Foreign diplomats including UK envoy arrested in Iran for “espionage”: report

Iran said he was accused of “entering the country to sow chaos and destabilize society”.

Tehran:

The Fars news agency and state television said on Wednesday that Iran’s Revolutionary Guards arrested several foreign diplomats, including a Briton, accusing them of “espionage”.

“The Revolutionary Guards Intelligence Service has identified and arrested diplomats from foreign embassies spying on Iran,” said Fars, a British diplomat who was later expelled from the country.

State television, however, reported that the Briton, identified as Giles Whitaker, had been expelled from “the area” where diplomats were arrested in central Iran.

Details including the nationalities of the other diplomats, how many were arrested and the date of arrest were not immediately clear.

State television accused the British diplomat of “conducting intelligence operations” in areas where military maneuvers were carried out. The video showed images of a man posing as Whitaker speaking in a room.

Whitaker has been the deputy chief of mission in Tehran since 2018.

A state TV journalist said the diplomat was “among those who went to the Shahdad desert with their families”, referring to a region in central Iran.

“As the images suggest, this person took the pictures in a prohibited area, where a military exercise was taking place at the same time,” the broadcaster said.

State TV said “he was expelled from the area after apologizing”, although the Fars agency said he was “expelled from the country after apologizing”.

– The case of Belgium –

The news comes amid tensions as Iran and world powers struggle to agree a return to the 2015 nuclear deal.

It also comes as Belgium’s parliament on Wednesday approved a controversial prisoner-swap treaty with Iran in the first reading of a text that has yet to be submitted for a full vote.

Belgian Justice Minister Vincent Van Quickenborn told lawmakers on Tuesday that unless the treaty is ratified, “the danger to our Belgian interests and that of some Belgian citizens will increase”.

A Belgian humanitarian aid worker was seized in Iran on February 24 and has been in custody since, Quickenborn told lawmakers.

MPs and the Belgian man’s family identified him as 41-year-old Olivier Wendecastil.

Rights groups and media outlets covering Iran said it appeared to be another case of Tehran taking hostages in exchange for Iranians imprisoned in the West.

Many are held in Avin, a wing run by the intelligence service of Iran’s Islamic Revolutionary Guard Corps.

Among them is a Swedish academic who also has Iranian citizenship, Ahmedreza Jalali, who taught at the University of Brussels. Iran also accused Jalali of “espionage” and sentenced him to death.

Belgium last year convicted and imprisoned an Iranian diplomat for 20 years for plotting a bomb attack outside Paris in 2018.

– French Couple –

On Wednesday, Iran accused a French couple detained during a holiday in May of “undermining the security” of the country, the judicial authority said.

French teachers’ union official Cecil Koehler and his partner Jacques Paris were arrested in early May during the Easter holidays in the Islamic Republic.
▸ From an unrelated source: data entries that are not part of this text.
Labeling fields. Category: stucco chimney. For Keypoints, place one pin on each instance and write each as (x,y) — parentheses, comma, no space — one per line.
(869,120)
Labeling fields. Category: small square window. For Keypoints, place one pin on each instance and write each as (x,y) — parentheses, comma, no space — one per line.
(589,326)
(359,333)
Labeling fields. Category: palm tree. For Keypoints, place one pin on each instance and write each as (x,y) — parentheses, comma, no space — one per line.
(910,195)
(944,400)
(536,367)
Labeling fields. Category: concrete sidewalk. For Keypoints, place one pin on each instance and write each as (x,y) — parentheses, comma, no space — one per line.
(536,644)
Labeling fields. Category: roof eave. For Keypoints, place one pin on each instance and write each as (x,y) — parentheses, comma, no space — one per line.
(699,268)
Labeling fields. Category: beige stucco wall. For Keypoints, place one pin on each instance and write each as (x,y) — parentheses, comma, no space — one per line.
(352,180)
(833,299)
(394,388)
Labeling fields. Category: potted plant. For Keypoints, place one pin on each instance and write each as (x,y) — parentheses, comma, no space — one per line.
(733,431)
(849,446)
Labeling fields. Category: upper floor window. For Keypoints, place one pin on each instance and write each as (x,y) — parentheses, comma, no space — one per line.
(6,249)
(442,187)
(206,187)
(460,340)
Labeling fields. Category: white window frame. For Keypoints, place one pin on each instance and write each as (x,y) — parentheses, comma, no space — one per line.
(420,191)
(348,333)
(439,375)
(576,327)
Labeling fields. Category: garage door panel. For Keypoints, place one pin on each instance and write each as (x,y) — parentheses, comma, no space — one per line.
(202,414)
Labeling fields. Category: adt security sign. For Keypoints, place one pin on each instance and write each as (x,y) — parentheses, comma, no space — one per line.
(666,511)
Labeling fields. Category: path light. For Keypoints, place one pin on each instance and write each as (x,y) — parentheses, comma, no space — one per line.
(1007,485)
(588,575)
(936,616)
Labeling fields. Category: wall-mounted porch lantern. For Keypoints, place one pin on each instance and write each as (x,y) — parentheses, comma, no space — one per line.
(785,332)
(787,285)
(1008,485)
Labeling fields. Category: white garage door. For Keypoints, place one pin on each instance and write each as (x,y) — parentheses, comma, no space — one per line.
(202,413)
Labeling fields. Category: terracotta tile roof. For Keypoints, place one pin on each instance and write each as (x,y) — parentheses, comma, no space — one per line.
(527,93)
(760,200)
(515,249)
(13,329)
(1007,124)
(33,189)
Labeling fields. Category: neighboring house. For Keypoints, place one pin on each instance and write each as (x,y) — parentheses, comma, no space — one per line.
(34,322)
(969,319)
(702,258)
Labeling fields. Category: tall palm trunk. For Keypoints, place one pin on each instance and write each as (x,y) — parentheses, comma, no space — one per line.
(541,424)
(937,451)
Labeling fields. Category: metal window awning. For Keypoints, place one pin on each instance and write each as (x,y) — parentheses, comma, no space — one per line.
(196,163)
They have been accused by the authorities of trying to incite labor protests.

“The pair allege affiliation and collusion aimed at undermining the country’s security,” judiciary spokesman Masoud Setayishi told reporters in Tehran.

Iran said he was accused of “entering the country to sow chaos and destabilize society”.

The French government has condemned his arrest as “baseless” and demanded his immediate release.

Last month Amnesty International called on the British government to investigate the six-year detention of Iran’s dual national Nazanin Zaghari-Ratcliffe, calling it “an act of hostage-taking”.

Zaghari-Ratcliffe, 43, who was first detained in Iran in 2016, returned to Britain in March after London agreed to pay off a longstanding debt to Tehran.

Amnesty has compiled a detailed analysis of the case, which it says contains “compelling evidence that the detention of Nazanin Zaghari-Ratcliffe by Iran is an act of hostage-taking”.

(Except for the title, this story has not been edited by NDTV staff and is published from a syndicated feed.)